Fenoglio nickte hastig. »O ja, ja, natürlich, Euer Gnaden. Ich werde alles aufzeichnen. Geschichten aus Eurer Kindheit, als Euer ehrenwerter Vater noch lebte, Geschichten von Euren ersten Ausritten in den Weglosen Wald, alles über den Tag, als Eure Frau auf diese Burg kam, und über den, an dem Euer Sohn geboren wurde.«
Cosimo nickte. »Ja. Ja!«, sagte er mit erleichtert klingender Stimme. »Ich sehe, Ihr versteht. Und vergesst nicht meinen Sieg über die Brandstifter und meine Zeit bei den Weißen Frauen.«
»Keineswegs.« Fenoglio betrachtete das schöne Gesicht so unauffällig wie möglich.

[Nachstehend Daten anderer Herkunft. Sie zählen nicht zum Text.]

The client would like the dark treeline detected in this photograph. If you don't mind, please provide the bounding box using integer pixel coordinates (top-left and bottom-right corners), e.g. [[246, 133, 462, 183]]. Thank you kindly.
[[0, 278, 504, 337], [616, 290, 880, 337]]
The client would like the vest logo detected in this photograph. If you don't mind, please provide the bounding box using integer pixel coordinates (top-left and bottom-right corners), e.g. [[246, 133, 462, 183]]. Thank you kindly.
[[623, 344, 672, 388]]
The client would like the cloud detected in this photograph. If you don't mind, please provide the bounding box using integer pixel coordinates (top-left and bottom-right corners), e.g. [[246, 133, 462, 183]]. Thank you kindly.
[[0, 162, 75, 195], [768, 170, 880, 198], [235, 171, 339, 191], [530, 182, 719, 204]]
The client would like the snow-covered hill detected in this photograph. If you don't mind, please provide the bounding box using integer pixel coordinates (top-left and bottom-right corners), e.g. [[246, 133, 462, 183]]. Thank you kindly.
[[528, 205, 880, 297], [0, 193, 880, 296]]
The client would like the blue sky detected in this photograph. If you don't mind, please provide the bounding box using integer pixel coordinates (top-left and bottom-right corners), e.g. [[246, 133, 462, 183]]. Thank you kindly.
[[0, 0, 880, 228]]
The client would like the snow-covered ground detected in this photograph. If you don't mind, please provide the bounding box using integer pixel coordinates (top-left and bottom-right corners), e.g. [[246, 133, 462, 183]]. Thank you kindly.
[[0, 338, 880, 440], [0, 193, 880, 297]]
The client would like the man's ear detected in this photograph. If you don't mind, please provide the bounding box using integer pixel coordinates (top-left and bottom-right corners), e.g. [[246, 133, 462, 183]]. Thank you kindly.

Wie hatte das passieren können? Natürlich hatte er nicht nur glauben sollen, er sei der wahre Cosimo, er hatte auch alle Erinnerungen mit dem Toten teilen sollen.
Cosimo erhob sich aus dem Thronsessel, in dem vor noch nicht allzu langer Zeit sein Vater gesessen hatte, und begann auf und ab zu schreiten. »Einige Geschichten habe ich selbst schon gehört. Von meiner Frau.«
Die Hässliche. Schon wieder sie. Fenoglio sah sich suchend um. »Wo ist Eure Frau?«
»Sie sucht meinen Sohn. Er ist fortgelaufen, weil ich seinen Großvater nicht empfangen habe.«
»Erlaubt mir die Frage, Euer Gnaden - warum habt Ihr ihn nicht empfangen?«
Hinter Fenoglios Rücken öffnete sich die schwere Tür und Tullio huschte herein. Den toten Vogel hielt er nicht mehr in der Hand, als er sich zu Cosimos Füßen auf die Treppe kauerte, doch die Angst war immer noch auf seinem Gesicht zu sehen.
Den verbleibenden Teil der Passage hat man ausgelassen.